Yan menyebut, dulunya masyarakat pesisir seperti di Jayapura banyak membabat mangrove untuk digunakan sebagai kayu bakar dan bahan bangunan rumah. Namun, kini, kelompok masyarakat semakin sadar akan manfaat nilai ekonomi dari mangrove sehingga mereka tidak hanya menjaga, tetapi juga menfaatkan secara efektif.
”Kami juga menyediakan galeri sebagai pusat promosi dan penjualan produk yang dihasilkan dari kelompok-kelompok masyarakat ini. Dengan begitu, mereka tetap berkelanjutan,” ucapnya.
Di Jayapura, misalnya, Petronela Merauje (42) atau Mama Nela merupakan salah satu perempuan yang menjaga mangrove di wilayah Teluk Youtefa. Sejak 2010, Mama Nela resah dengan eksploitasi pada lahan mangrove di kawasan Teluk Youtefa. Saat itu, pohon mangrove di kawasan tersebut dibabat oleh masyarakat untuk dijadikan sebagai kayu bakar dan bahan bangunan.
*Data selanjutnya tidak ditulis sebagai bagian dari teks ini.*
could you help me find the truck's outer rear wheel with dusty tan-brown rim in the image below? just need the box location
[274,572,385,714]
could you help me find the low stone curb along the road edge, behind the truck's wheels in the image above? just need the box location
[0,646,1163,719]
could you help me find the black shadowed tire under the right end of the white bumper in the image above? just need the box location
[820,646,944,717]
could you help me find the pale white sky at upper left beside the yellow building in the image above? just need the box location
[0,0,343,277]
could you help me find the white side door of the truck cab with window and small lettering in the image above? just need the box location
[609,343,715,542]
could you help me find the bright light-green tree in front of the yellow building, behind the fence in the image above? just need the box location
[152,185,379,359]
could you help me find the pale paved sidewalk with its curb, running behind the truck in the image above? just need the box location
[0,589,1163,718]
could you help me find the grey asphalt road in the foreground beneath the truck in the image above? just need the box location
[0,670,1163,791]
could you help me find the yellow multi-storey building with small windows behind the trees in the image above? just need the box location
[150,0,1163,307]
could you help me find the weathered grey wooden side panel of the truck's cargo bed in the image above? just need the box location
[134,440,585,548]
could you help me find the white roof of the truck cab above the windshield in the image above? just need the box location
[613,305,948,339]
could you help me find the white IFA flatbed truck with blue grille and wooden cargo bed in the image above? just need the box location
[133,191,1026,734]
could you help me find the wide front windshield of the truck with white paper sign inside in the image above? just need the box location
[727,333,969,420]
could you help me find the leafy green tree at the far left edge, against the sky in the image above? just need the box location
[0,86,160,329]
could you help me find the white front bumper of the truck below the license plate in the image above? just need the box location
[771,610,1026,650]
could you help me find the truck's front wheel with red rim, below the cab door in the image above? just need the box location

Mama Nela turut membentuk Kelompok Tani Hutan (KTH) Ibayauw bersama para ibu rumah tangga di kampung sekitar Teluk Youtefa. Mereka menanam kembali ribuan bibit mangrove di kawasan tersebut. Tujuan utamanya, adalah sebagai mitigasi pada bencana alam, seperti abrasi dan rob.
Selain itu, mereka juga memasifkan pemanfaatan efektif dari tanaman magrove. Buah mangrove dimanfaatkan untuk berbagai produk olahan makanan, minuman, dan sabun.
”Di sisi lain, dengan mangrove yang terjaga, nelayan terbantu dengan peningkatan jumlah tangkapan ikan dan udang. Dengan begitu, kepedulian itu semakin besar, ketika (masyarakat) tahu berbagai manfaat dari tanaman mangrove ini,” ujarnya.